Faits et procédure. Les arrêts relatifs à la lésion ne sont légion. En effet, celle-ci n’est qu’exceptionnellement admise par le législateur (ex. : C. civ., art. 1674 N° Lexbase : L1784ABP, en matière de vente immobilière) et rares sont les hypothèses dans lesquelles les conditions de sa reconnaissance sont réunies. Ainsi, l’arrêt rendu par la troisième chambre civile attire l’attention : il donne à la Cour de cassation l’opportunité de se prononcer sur le délai d’exercice de l’option offerte par l’article 1681 du Code civil (N° Lexbase : L1791ABX) relatif à l’action en rescision pour lésion dans la vente immobilière qui dispose que « dans le cas où l’action en rescision est admise, l’acquéreur a le choix ou de rendre la chose en retirant le prix qu’il a payé, ou de garder le fonds en payant le supplément du juste prix, sous la déduction du dixième du prix total ». Si l’option – nullité ou maintien du contrat moyennant le supplément du prix – est prévue par le législateur, le délai pour l’exercer ne fait l’objet d’aucune précision législative. Dès lors, peut-elle être exercée plus de quatre ans après la rescision de la vente, comme cela était le cas dans les faits ayant donné lieu à l’arrêt rendu le 5 janvier 2022 ? La cour d’appel l’avait admis, considérant que l’option avait été exercée dans un délai raisonnable (CA Nîmes, 14 mai 2020).
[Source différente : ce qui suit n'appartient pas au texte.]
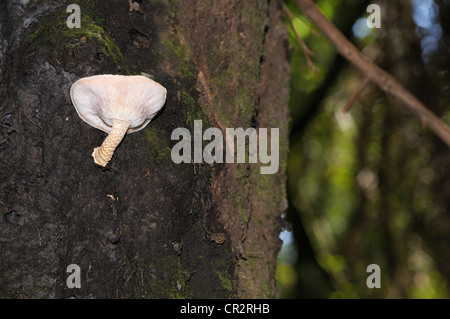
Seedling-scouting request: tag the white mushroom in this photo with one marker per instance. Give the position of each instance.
(116, 104)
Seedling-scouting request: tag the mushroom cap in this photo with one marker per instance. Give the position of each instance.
(99, 99)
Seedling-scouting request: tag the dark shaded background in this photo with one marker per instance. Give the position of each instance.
(371, 186)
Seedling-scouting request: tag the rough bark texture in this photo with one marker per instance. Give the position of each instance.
(143, 226)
Solution. Dans un arrêt de principe, la Cour de cassation précise d’abord que « l’exercice de l’option prévue par l’article 1681 du Code civil appartient à l’acquéreur qui en a seul l’initiative et qui doit l’exercer dans le délai prévu par la décision qui a admis la lésion, ou, à défaut, dans un délai raisonnable ». Elle admet ensuite que la cour d’appel avait « souverainement retenu que la manifestation par l’acquéreur de sa volonté de garder l’immeuble n’était pas tardive ». Un principe apparaît qui se caractérise par une faveur envers le maintien du contrat : l’acquéreur est en mesure d’opter pour le paiement du supplément du prix. Cette faveur n’est pas nouvelle (v. déjà en ce sens Cass. civ. 3, 15 octobre 1970, n° 69-11.352 N° Lexbase : A5978CHU), elle est ici réitérée. Elle connaît néanmoins des limites prétoriennes (sur l’ensemble de la question, v. O. Barret et Ph. Brun, Vente : formation – Le prix doit être juste, Rép. civil Dalloz, octobre 2019, n° 632-633), dont l’une, déjà esquissée par le passé (Cass. civ. 1, 11 juin 1956, Bull. civ. I, n° 230), est ici posée en des termes généraux : l’exercice de l’option doit se faire dans le délai fixé par la décision reconnaissant la lésion ou dans un délai raisonnable, lequel est à l’appréciation souveraine des juges du fond.